The PostRepository is a little long to post in its entirety, but the basic concept hopefully comes across in the code snippet below.

getByUrl: function ( url, callback )
{
    post = { next: null, prev: null, references: [] };
    repo.all( 
        "SELECT "+
        "P.Id, P.Url, P.Title, P.Body, P.LinkText, P.MetaTitle, P.MetaKeywords, P.MetaDescription, P.CreatedOn, P.GithubLink, "+
        "PR.Reference "+
        "FROM POSTS P "+
        "LEFT OUTER JOIN PostReferences PR ON P.Id = PR.PostId "+
        "WHERE "+
        "P.IsPublished = 1 "+
        "AND P.Url = $url "+
        "ORDER BY P.CreatedOn DESC", { $url: url }, function ( err, rows )
    {
            if ( rows && rows.length > 0 )
            {
                buildPost( rows[0] );
                buildReferences( rows );
                getNextPrev( repo, url, function ()
                {
                    callback( null, post );
                });
            }
    });
}

I use node-sqlite3's .all method in this instance due to there being multiple rows returned because of my the join. In the callback the buildPost function maps my entity to the post object I'm returning, and then builds out the references array. The getNextPrev function is passed the repository instance and I find the next and previous blog posts to create navigation near the page footer.
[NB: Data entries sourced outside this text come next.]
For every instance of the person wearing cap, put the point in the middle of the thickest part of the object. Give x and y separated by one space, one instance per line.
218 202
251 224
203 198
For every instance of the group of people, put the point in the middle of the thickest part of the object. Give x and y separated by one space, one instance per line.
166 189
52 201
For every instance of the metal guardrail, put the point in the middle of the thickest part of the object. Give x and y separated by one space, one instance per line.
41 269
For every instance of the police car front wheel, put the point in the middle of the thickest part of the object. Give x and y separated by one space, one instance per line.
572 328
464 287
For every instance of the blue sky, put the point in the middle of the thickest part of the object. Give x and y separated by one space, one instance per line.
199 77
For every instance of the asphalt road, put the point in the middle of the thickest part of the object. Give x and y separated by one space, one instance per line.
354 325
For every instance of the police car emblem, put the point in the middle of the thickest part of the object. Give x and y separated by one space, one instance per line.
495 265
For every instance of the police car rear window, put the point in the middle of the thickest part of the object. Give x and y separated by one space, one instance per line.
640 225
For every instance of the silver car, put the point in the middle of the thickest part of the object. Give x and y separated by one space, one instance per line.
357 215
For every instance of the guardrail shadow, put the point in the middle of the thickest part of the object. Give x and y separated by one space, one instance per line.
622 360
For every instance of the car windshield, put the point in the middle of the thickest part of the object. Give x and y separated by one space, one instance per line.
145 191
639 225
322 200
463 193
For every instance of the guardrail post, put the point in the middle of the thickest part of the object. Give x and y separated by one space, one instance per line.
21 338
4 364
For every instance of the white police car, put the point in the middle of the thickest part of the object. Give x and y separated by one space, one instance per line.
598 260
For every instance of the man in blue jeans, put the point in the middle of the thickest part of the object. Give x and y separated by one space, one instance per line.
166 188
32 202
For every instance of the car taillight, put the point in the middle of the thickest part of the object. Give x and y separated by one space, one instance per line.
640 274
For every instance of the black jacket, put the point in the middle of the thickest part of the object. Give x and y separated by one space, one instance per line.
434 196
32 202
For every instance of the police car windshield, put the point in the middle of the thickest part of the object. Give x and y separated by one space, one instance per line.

So far I haven't found a great way with sqlite to do next/prev records, so unfortunately I'm making three database calls on each page load. Lucky for me I'll probably never have more than one person on the site at a time, and I'll probably have less than 100 records, so I'll throw optimization to the wind for now.

The Leftovers

The last basic necessities for my site is error pages. Using the same method as earlier with the routes, but after app.use(express.static(path.join(__dirname, 'public'))); I insert require('./routes/error')(app);. This needs to come after the public static path otherwise this route will be riddled with asset calls (image & styles) since no path is provided.
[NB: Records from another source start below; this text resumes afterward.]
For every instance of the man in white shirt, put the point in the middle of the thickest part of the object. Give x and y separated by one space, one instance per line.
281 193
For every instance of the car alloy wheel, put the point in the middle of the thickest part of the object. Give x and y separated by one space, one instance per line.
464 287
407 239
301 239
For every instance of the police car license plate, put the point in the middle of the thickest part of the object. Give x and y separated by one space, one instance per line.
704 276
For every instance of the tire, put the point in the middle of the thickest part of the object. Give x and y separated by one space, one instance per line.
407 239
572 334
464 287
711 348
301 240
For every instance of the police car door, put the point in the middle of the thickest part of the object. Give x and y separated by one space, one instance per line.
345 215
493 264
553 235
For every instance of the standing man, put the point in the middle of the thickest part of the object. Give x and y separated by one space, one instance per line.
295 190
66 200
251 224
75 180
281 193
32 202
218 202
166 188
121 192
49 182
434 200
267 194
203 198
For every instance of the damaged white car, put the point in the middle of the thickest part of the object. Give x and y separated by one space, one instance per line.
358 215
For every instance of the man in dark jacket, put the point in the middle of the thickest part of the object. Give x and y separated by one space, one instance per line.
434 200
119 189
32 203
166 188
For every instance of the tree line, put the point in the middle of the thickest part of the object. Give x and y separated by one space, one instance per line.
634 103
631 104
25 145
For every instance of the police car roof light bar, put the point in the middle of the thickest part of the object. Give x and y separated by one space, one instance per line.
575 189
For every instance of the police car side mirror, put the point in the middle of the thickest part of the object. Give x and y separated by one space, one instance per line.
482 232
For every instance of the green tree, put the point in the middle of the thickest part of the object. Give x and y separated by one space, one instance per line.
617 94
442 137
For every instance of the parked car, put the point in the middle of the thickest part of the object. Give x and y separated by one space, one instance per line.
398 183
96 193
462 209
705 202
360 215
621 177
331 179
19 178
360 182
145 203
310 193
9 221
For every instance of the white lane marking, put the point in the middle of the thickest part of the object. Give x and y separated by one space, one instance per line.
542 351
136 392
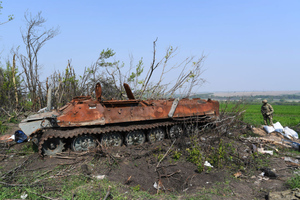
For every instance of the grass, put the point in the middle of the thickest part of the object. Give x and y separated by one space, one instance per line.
287 115
294 182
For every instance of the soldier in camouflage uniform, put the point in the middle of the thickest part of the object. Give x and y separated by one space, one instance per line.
267 112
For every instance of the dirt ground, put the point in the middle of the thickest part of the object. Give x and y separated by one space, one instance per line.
153 168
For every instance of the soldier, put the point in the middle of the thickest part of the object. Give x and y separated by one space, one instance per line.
267 112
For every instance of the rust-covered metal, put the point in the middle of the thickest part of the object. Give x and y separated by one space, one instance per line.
85 119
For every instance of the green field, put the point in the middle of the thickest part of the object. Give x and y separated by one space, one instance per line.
287 115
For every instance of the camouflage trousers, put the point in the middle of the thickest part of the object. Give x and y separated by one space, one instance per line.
268 118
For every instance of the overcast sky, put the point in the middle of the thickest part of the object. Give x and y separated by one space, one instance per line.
251 45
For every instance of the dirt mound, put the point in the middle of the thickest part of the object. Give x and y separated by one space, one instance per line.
166 167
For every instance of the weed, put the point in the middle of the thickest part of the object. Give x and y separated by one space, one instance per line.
294 182
136 188
177 154
195 156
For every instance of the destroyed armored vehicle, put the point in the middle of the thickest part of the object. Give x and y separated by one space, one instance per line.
85 122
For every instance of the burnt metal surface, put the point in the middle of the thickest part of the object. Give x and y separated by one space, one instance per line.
86 116
91 112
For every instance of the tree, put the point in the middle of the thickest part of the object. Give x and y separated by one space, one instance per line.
144 85
10 17
34 37
9 82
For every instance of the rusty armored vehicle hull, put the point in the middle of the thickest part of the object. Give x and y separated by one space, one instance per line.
85 122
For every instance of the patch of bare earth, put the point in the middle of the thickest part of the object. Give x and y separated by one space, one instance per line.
153 168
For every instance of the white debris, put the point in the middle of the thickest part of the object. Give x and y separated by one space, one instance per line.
286 131
261 150
278 127
290 133
269 129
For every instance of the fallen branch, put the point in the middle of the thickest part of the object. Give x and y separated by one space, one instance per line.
45 196
64 157
15 169
108 193
165 154
128 180
168 175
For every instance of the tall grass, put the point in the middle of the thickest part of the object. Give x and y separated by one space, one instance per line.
287 115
In routes/error.js the follow code will route the request to views/404.vash or views/500.vash.

module.exports = function ( app )
{
    app.use( function ( req, res )
    {
        res.status( 400 );
        res.render( "404.vash", {});
    });

    app.use( function ( error, req, res, next )
    {
        res.status( 500 );
        res.render( "500.vash", {});
    });
}

Each view has static content so for now I'm passing an empty object.

Conclusion

My experience with node so far has gone alright. I have concerns about callback chaining and the impact it will have on refactoring. I feel like I'm putting more effort than I should into doing simple tasks, writing myself into a giant plate of spaghetti code. I'll chalk up my experiences thus far to inexperience.

The nodejstools plugin for Visual Studio has a ways to go. I had stability issues with Visual Studio, NPM manager would seemingly randomly stop working until I restarted Visual Studio, and the package manager no longer gives me search results. It is in beta so I'll give it some time, but I'll probably end up moving to Sublime or WebStorm for node development.

I'm going to take the post topic a bit further with a search provider and archive section so we'll see how it goes from here. You can view this project as a whole in my blog's github account, along with any other code snippets my posts contain in the future.